By Tyrone Burke
Photos by Chris Roussakis

La Gioconda – known to English-speakers as the Mona Lisa – is the best-known painting at the world’s most prestigious art gallery, but the creator of the Louvre’s famous masterpiece only considered painting to be a hobby.

Leonardo da Vinci was the original Renaissance man, a prolific visionary whose genius irrevocably advanced engineering, physics, health sciences and art, while also leading to interesting insights about mathematics, mainly geometry.

This year is the 500th anniversary of Leonardo’s death, and Carleton University is marking his influence with a year-long celebration of his legacy called Cinquecento, an Italian term for the cultural and artistic flourishing on the Apennine peninsula in the 1500s.
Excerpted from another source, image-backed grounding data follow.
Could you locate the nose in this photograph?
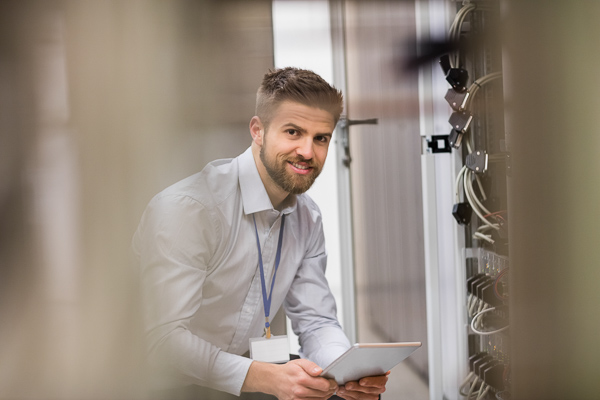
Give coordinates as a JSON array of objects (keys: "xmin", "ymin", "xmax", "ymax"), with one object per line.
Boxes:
[{"xmin": 296, "ymin": 137, "xmax": 314, "ymax": 160}]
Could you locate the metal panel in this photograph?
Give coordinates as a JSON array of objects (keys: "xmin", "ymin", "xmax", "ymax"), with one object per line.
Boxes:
[{"xmin": 416, "ymin": 2, "xmax": 471, "ymax": 400}]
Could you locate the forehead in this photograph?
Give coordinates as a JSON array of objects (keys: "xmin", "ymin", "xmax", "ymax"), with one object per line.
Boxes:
[{"xmin": 269, "ymin": 101, "xmax": 336, "ymax": 131}]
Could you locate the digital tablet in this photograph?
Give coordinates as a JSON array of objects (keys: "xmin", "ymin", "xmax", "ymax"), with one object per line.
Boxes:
[{"xmin": 320, "ymin": 342, "xmax": 422, "ymax": 385}]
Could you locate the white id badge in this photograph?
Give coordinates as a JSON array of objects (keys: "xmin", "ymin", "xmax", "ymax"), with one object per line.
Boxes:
[{"xmin": 249, "ymin": 335, "xmax": 290, "ymax": 363}]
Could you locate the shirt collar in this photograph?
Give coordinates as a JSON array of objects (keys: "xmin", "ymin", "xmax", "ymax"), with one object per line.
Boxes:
[{"xmin": 238, "ymin": 147, "xmax": 297, "ymax": 216}]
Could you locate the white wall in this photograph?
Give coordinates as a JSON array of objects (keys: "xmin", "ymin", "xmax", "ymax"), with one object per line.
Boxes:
[{"xmin": 272, "ymin": 0, "xmax": 345, "ymax": 353}]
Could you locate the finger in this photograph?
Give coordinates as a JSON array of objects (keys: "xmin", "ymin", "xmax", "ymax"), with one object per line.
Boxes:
[
  {"xmin": 289, "ymin": 378, "xmax": 336, "ymax": 398},
  {"xmin": 343, "ymin": 376, "xmax": 388, "ymax": 396},
  {"xmin": 292, "ymin": 360, "xmax": 341, "ymax": 393},
  {"xmin": 343, "ymin": 382, "xmax": 383, "ymax": 395},
  {"xmin": 327, "ymin": 378, "xmax": 339, "ymax": 391},
  {"xmin": 291, "ymin": 358, "xmax": 324, "ymax": 377},
  {"xmin": 303, "ymin": 376, "xmax": 338, "ymax": 393},
  {"xmin": 336, "ymin": 386, "xmax": 378, "ymax": 400},
  {"xmin": 287, "ymin": 359, "xmax": 330, "ymax": 391},
  {"xmin": 281, "ymin": 360, "xmax": 338, "ymax": 397},
  {"xmin": 335, "ymin": 386, "xmax": 355, "ymax": 400},
  {"xmin": 293, "ymin": 386, "xmax": 337, "ymax": 399},
  {"xmin": 358, "ymin": 374, "xmax": 389, "ymax": 388}
]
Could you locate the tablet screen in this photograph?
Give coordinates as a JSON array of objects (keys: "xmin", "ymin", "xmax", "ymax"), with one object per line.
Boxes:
[{"xmin": 320, "ymin": 342, "xmax": 422, "ymax": 385}]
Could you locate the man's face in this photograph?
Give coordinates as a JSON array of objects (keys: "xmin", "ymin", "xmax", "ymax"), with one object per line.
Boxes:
[{"xmin": 258, "ymin": 101, "xmax": 335, "ymax": 195}]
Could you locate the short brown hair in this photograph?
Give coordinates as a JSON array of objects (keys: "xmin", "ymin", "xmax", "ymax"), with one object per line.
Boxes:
[{"xmin": 255, "ymin": 67, "xmax": 344, "ymax": 130}]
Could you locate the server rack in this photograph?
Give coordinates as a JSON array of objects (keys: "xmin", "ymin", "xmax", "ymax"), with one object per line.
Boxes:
[{"xmin": 419, "ymin": 1, "xmax": 509, "ymax": 399}]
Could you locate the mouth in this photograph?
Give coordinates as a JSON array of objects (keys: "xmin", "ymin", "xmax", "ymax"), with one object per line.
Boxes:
[{"xmin": 288, "ymin": 161, "xmax": 313, "ymax": 175}]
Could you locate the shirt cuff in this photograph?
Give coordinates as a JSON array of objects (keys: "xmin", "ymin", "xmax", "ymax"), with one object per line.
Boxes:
[
  {"xmin": 209, "ymin": 350, "xmax": 254, "ymax": 396},
  {"xmin": 299, "ymin": 326, "xmax": 351, "ymax": 369}
]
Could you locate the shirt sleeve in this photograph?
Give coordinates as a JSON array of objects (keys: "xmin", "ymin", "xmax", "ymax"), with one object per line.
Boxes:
[
  {"xmin": 132, "ymin": 193, "xmax": 252, "ymax": 395},
  {"xmin": 283, "ymin": 210, "xmax": 351, "ymax": 369}
]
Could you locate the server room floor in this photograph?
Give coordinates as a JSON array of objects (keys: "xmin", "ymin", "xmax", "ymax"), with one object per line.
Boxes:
[{"xmin": 356, "ymin": 290, "xmax": 429, "ymax": 400}]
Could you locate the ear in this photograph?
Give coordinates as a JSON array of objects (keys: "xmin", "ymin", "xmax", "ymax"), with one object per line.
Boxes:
[{"xmin": 249, "ymin": 116, "xmax": 264, "ymax": 146}]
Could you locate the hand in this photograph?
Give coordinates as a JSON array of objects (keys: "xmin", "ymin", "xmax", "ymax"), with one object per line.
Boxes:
[
  {"xmin": 335, "ymin": 371, "xmax": 390, "ymax": 400},
  {"xmin": 242, "ymin": 358, "xmax": 338, "ymax": 400},
  {"xmin": 274, "ymin": 359, "xmax": 339, "ymax": 400}
]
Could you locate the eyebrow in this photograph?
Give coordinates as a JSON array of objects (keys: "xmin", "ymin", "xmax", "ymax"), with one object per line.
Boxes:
[
  {"xmin": 282, "ymin": 123, "xmax": 333, "ymax": 137},
  {"xmin": 282, "ymin": 123, "xmax": 307, "ymax": 133}
]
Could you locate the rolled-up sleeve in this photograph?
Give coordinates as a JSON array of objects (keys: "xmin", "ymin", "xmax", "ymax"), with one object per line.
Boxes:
[{"xmin": 132, "ymin": 193, "xmax": 251, "ymax": 395}]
On March 22, 2019, Cinquecento launched with the opening of Diluvio, an exhibition of wire-mesh sculptures that draw inspiration from Leonardo’s Diluvio drawings. Translated as deluge, the Diluvio drawings sketch out the dynamic properties of air and water in motion, channeled through the power of cataclysmic storms.

“There are sections in Leonardo’s notebooks where he absolutely praises nature’s creativity,” says Manuel Báez, associate professor at the Azrieli School of Architecture and Urbanism.